The aim of this additional heterogeneity analysis will be to complement and deepen the heterogeneity analysis by gender.
Finally, given the richness of the data collected at baseline, we will report as exploratory a data-driven heterogeneity analysis following the latest methodological developments in the literature (Chernozhukov et al., 2018; Athey and Wager, 2018, Chernozhukov, Demirer, Duflo and Fernández-Val, 2020 etc.).
References
Alan, S., & Mumcu, I. (2024). Nurturing childhood curiosity to enhance learning: Evidence from a randomized pedagogical intervention. American Economic Review, 114(4), 1173-1210.

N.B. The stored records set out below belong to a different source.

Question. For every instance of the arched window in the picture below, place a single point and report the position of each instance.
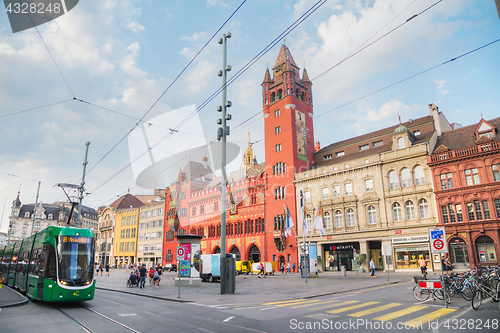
(423, 208)
(328, 220)
(410, 210)
(308, 221)
(393, 180)
(338, 219)
(401, 143)
(396, 212)
(405, 178)
(419, 175)
(372, 215)
(351, 221)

Chernozhukov, V., Fernández‐Val, I., & Luo, Y. (2018). The sorted effects method: discovering heterogeneous effects beyond their averages. Econometrica, 86(6), 1911-1938.
Chernozhukov, V., Demirer, M., Duflo, E., & Fernández-Val, I. (2020). Generic machine learning inference on heterogenous treatment effects in randomized experiments. 2018.
Chionas, G., & Emvalotis, A. (2022). Greek upper primary grade students’ images about science and scientists: An alternative descriptive piece of the puzzle. In Frontiers in Education (Vol. 7, p. 933288). Frontiers Media SA.
Chionas, G., & Emvalotis, A. (2025). Scientific reasoning in upper primary school students: development and validation of the ESRQ. Research in Science & Technological Education, 1-24.
Peterman, K., Withy, K., & Boulay, R. (2018). Validating common measures of self-efficacy and career attitudes within informal health education for middle and high school students. CBE—Life Sciences Education, 17(2), ar26.
Wager, S., & Athey, S. (2018). Estimation and inference of heterogeneous treatment effects using random forests. Journal of the American Statistical Association, 113(523), 1228-1242.